古人曰く、働いたら負けである。特にSPWで働き始めて12年、一般的サラリーマンで言えば三十代後半の人間が至るキャリアである。
労働とはリスクを払い、リターンを得る行為である。私はこの十数年で学んだ。大企業でこれだけ働けば、そろそろ新たな人生を考えてもいい頃だろう。
より少ないリスクで最大限のリターンを得ることこそが労働の最大の目的であると言える。
小さい女の子、つまり幼女が「将来の夢はお嫁さん」と言い出すのは可愛さのせいではなく、むしろ生物的な本能にのっとっていると言えるだろう。私も大学卒業と同時に寿退社を検討しても良いのではないだろうか?
よって、私の「働かずに家庭に入る」という選択肢は妥当であり、かつまったくもって正当なものである。
従って、今回の職場見学においては専業主夫にとっての職場であり、かつ副業である漫画家の岸辺露伴先生の職場を希望する。
なお、露伴先生とは親友の間柄なので、既に了承済みである。


ブラッディ・アロー

side比企谷八幡

 

職員室の一角には応接スペースが設けられている。皮張りの黒いソファにガラス天板のテーブルが置かれ、パーテーションで区切られていた。そのすぐ側に窓があり、そこからは図書館が見渡せた。

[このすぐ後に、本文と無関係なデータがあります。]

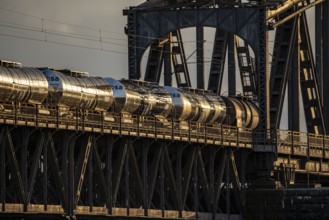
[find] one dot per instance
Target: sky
(52, 27)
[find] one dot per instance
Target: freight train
(67, 89)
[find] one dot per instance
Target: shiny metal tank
(143, 98)
(241, 113)
(23, 85)
(197, 105)
(91, 93)
(218, 108)
(235, 112)
(186, 106)
(157, 98)
(127, 97)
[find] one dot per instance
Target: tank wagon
(66, 89)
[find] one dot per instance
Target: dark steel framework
(75, 173)
(78, 174)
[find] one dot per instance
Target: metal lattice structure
(90, 165)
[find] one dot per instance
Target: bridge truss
(89, 164)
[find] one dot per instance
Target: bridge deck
(298, 144)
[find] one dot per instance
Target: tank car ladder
(155, 60)
(179, 60)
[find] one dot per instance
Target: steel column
(200, 56)
(231, 65)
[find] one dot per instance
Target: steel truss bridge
(81, 164)
(85, 164)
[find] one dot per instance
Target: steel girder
(248, 23)
(302, 71)
(86, 173)
(146, 26)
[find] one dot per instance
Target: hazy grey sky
(104, 15)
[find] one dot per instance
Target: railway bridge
(85, 164)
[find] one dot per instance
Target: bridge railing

開け放たれた窓から、うららかな初夏の風が入ってきて一切れの紙が踊る。

俺はそんなセンチメンタルな光景に心を奪われ、風の行く末を問おうと紙切れの動きを目で追った。

はらりと、まるでこぼれ落ちた涙のように儚く、その紙は床へと舞い降りる。

そこへ、ダンッ!と鉄槌のごとき、ピンヒールが突き刺さった。

見た目だけは美しい(笑)の女教師の独神の脚だ。

そりゃ一般人が見たら運慶・快慶作の金剛力士像のような恐ろしい形相に見えるんだろうけどさ、承太郎の威圧をちょくちょく受けている俺からしたら、なにガン飛ばしてるんだ?的な感覚しかない。

国語教師の平塚先生は煙草のフィルターをガジガジとかじり、さも怒りを堪えてますという表情で俺を睨み付ける。学習能力ないの?この独神。

 

平塚「比企谷。私が何を言いたいか、わかるな?」

 

八幡「わかりません」

 

大きな瞳が放つ眼光もなんのその、俺はすっとぼけながら灰皿の煙草の吸い殻をカウントしていた。

すると、平塚先生は右手を人差し指から順に握り始める。それだけでコキコキコキと指が鳴った。

あー…基本世界のこいつに対してやったように私有車をベコベコにしてやれば大人しくなるかな?

あの世界ではストIIのボーナスステージばりにスクラップにしてやった後に重機で更にペチャンコにしてやったっけ。その上で気絶したこいつにはこの光景が何度も夢に出てくるように波紋で追撃したなぁ。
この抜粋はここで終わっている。